Results for \(M = 7\) standing shock instability problem

3.4 Supersonic Flow Over Bluntbody

This problem investigates the susceptibility of the numerical scheme to produce the dreaded “Carbuncle” phenomenon. A unit-dimensional cylinder is placed in a \(M=20\) inviscid flow with free stream conditions chosen as \((\rho ,u,v,p) = (1.4,20.0,0.0,1.0)\). The computational mesh consists of 320 \(\times \) 40 body-fitted structured quadrilateral cells in circumferential and radial directions, respectively. To trigger the instability, the centerline grid is perturbed to the order of \(10^{-3}\).
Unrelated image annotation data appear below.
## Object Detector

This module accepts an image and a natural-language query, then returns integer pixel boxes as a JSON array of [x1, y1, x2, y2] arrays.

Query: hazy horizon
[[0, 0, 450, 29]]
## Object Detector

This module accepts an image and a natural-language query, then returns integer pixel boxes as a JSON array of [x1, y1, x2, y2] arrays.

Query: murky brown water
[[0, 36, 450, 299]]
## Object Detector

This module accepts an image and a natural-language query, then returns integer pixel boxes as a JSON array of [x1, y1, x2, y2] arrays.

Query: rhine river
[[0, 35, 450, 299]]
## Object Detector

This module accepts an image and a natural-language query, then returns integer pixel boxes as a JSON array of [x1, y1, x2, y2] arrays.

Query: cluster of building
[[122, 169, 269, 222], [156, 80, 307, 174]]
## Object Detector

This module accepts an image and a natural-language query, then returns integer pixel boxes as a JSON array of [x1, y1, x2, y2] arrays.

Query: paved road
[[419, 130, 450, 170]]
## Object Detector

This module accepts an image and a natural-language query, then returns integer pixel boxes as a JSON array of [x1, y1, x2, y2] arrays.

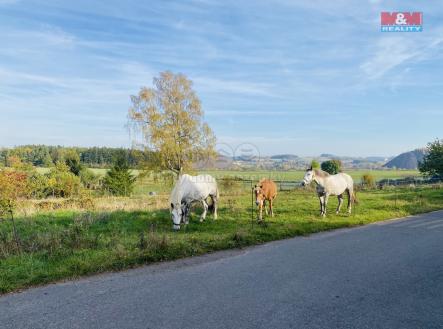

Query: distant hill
[[271, 154, 298, 160], [383, 149, 425, 169]]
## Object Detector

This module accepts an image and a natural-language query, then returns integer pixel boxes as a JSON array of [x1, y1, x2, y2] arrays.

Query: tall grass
[[0, 186, 443, 293]]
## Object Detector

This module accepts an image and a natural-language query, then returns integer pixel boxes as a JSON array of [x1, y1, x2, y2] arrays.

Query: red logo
[[380, 11, 423, 32]]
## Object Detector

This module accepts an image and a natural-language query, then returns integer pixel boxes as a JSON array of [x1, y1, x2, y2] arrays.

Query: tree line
[[0, 145, 152, 168]]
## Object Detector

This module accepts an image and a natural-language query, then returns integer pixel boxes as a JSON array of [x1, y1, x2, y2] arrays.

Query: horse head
[[301, 167, 315, 186]]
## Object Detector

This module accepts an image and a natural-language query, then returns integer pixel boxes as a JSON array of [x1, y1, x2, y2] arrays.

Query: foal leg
[[200, 200, 209, 222], [335, 194, 343, 214]]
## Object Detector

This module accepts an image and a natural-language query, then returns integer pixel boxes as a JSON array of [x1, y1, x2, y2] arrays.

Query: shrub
[[80, 169, 101, 190], [361, 174, 375, 188], [311, 160, 320, 169], [321, 160, 342, 175], [103, 155, 136, 196], [46, 162, 81, 198], [418, 139, 443, 178]]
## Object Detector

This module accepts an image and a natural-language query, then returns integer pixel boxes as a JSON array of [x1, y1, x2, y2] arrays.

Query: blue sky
[[0, 0, 443, 156]]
The CFL number for the computation is taken to be 0.5 and First-order simulation is run for 20,000 iterations. The results showing twenty density contours equally spanning value from 1.4 to 8.5 are shown in Fig. 5. The contours clearly show the presence of instability in the HLL-CPS-Z scheme while the HLLC-CPS-Z scheme is completely free of it.

Fig. 5
figure 5

Results for \(M = 20\) supersonic flow over a blunt body problem

4 Conclusions

In this paper we propose a novel approximate Riemann solver called the HLLC-CPS-Z scheme for robust and accurate computation of high speed flows. The proposed scheme is primarily based on the Convective-Pressure split (CPS) strategy wherein the total Euler flux is split into a convective and pressure systems. The resulting convective and pressure systems are discretized similar to the HLL-CPS scheme [9]. However, for resolving contact and shear waves accurately, we introduce an HLLC-type anti-diffusive term to the pressure system in contrast to the numerical dissipation tuning employed by the HLL-CPS scheme. This anti-diffusive term is also selectively controlled near strong shocks using a pressure-ratio-based control parameter to prevent the occurrence of numerical shock instability. Numerical results demonstrate that the HLLC-CPS-Z scheme possesses superior accuracy on linearly degenerate waves while displaying high robustness against numerical shock instability.